Bahamas Telecommunications Company’s (BTC) contracted technicians met with the media yesterday to express their disappointment that they continue to work despite having expired contracts, and have not been able to meet with the company’s new Chief Executive Officer Sameer Bhatti to discuss new contracts, spokesperson for the technicians Martin Clarke said yesterday.
Clarke said given the increases in gas and the cost of living, these technicians, who were let go in 2015 and rehired as private contractors, have been “struggling to survive” since 2019.
He said the pay scale offered by BTC per job can sometimes amount to less than minimum wage per week.
According to Clarke, the group of workers requested a meeting with Bhatti weeks ago. He claimed the meeting was cancelled and another meeting has yet to be rescheduled. However, BTC released a statement yesterday explaining its position on the workers and stating that Bhatti has met with the technicians.

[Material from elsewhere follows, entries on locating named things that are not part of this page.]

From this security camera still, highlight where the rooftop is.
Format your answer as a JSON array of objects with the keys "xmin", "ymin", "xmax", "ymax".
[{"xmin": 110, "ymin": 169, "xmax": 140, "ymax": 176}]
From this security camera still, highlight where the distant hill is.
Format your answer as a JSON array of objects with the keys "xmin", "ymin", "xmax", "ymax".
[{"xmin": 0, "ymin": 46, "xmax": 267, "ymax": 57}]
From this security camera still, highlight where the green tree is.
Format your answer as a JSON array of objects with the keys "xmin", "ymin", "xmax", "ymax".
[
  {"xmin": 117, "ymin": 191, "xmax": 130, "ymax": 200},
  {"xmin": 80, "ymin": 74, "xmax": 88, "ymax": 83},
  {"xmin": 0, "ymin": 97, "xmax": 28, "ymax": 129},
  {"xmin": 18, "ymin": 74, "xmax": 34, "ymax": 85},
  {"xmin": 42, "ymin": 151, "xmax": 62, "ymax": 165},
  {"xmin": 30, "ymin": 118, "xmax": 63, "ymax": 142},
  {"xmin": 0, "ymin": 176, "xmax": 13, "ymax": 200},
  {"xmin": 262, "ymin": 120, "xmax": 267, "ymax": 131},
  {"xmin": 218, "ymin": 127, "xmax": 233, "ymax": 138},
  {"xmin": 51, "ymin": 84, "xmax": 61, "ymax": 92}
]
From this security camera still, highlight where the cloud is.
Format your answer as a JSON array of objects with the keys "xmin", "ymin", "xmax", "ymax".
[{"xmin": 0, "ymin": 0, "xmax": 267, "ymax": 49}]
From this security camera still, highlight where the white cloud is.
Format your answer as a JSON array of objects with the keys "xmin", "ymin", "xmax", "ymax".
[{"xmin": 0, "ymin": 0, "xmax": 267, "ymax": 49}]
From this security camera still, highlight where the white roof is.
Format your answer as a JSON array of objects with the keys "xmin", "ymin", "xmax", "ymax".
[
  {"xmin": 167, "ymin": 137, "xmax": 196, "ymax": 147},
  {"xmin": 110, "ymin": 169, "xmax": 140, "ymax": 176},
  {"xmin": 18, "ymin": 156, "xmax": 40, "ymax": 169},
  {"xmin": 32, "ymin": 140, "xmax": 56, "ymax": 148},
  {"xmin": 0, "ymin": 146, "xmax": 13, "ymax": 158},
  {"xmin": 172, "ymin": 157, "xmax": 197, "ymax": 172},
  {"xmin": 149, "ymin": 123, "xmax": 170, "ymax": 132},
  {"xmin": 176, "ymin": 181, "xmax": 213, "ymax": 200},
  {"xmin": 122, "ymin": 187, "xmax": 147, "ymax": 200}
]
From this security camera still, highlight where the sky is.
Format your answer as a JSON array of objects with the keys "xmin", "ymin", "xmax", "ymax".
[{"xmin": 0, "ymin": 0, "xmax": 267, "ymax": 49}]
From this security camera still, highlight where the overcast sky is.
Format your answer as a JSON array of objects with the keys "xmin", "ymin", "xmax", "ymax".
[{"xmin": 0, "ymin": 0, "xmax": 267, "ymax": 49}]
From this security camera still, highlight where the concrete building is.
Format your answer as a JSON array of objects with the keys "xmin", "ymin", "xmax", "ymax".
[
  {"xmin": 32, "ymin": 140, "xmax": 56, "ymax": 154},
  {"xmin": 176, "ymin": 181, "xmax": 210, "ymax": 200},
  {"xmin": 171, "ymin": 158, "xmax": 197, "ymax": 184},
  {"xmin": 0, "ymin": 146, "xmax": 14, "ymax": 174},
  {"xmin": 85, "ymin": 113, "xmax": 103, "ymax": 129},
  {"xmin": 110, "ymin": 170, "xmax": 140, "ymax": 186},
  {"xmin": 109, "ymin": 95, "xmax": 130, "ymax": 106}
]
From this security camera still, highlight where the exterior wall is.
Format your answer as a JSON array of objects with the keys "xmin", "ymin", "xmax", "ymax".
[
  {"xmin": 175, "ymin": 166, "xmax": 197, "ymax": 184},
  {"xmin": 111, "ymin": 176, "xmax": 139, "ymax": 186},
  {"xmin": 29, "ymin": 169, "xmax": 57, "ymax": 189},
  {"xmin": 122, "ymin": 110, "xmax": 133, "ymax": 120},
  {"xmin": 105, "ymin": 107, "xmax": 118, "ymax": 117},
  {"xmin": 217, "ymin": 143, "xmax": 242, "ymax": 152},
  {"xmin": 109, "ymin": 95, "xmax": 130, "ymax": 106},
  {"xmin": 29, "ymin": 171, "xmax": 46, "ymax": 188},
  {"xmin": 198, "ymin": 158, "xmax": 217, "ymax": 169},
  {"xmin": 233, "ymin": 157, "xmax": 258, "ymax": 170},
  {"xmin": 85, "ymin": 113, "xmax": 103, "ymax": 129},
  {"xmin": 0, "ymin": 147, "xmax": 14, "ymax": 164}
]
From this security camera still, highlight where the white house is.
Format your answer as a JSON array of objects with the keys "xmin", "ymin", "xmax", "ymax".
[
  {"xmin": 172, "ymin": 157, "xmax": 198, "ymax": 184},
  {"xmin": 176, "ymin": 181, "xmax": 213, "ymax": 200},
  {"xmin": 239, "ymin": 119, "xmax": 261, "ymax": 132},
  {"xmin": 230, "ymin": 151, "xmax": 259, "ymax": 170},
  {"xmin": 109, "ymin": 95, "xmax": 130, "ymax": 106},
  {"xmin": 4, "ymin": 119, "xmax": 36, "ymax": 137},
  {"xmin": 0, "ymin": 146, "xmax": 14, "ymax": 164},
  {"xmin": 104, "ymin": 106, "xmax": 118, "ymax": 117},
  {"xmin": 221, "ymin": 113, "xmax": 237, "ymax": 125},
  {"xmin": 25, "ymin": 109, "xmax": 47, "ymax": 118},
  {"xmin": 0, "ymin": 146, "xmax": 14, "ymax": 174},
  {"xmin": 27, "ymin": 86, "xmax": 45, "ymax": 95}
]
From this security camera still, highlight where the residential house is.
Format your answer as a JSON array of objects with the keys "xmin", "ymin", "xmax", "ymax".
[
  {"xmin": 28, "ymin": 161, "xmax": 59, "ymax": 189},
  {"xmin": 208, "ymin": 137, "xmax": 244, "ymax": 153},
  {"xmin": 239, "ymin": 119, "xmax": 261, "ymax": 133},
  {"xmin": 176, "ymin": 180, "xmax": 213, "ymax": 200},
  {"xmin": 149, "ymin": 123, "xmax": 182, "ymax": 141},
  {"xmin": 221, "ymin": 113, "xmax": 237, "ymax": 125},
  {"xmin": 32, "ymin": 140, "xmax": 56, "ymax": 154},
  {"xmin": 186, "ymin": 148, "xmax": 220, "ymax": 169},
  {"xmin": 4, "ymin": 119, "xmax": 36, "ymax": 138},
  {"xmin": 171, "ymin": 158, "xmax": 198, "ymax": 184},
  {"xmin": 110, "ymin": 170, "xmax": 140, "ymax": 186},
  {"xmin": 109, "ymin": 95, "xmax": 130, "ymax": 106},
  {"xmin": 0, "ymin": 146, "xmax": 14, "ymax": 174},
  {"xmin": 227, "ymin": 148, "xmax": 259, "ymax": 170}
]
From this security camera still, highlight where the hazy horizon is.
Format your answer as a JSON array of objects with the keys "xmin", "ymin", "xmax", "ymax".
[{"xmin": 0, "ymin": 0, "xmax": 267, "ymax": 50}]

“BTC is a law-abiding corporate entity. The company has entered into agreements with numerous contractors and vendors to provide services,” the statement said.
“These individuals are independent contractors of BTC and not full-time employees, and as such, are not covered under the bargaining agreement.
“As the first telecoms company to provide fiber to the home, BTC is heavily focused and invested in completely upgrading its network to fiber, which will eventually see the complete turndown of the copper network.
“A number of contracted technicians have embraced the new fiber technology and upskilled themselves, and have either formed companies or have offered their services as independent contractors.
“BTC invites and continues to encourage all technicians to also upskill with fiber certifications. BTC’s CEO has met with the technicians and has reached out to arrange a subsequent meeting.”
Clarke said the CEO met with a small number of third-party contractors. He explained that the technicians had a favorable one-year contract under the former CEO and would like to return to that contract, but with a longer contract period. He said BTC currently has their contracts at six months.
“Banks are not willing to assist technicians because of six-month contractual agreements. We’re asking them to change that and give us at least a two- or thee-year contract. We have not had a contract for the last six months. We’re still working in good faith,” he said.
Clarke added that although the technicians are contractors, they are still treated as if they are BTC staff. He said they are made to come to the office and still have to report to managers.
“They want contractors but still want to treat us as if we’re a part of BTC,” said Clarke.
He added that if they do now receive a favorable response from BTC, they will have to “move to plan B”, though he did not say what that next phase looks like.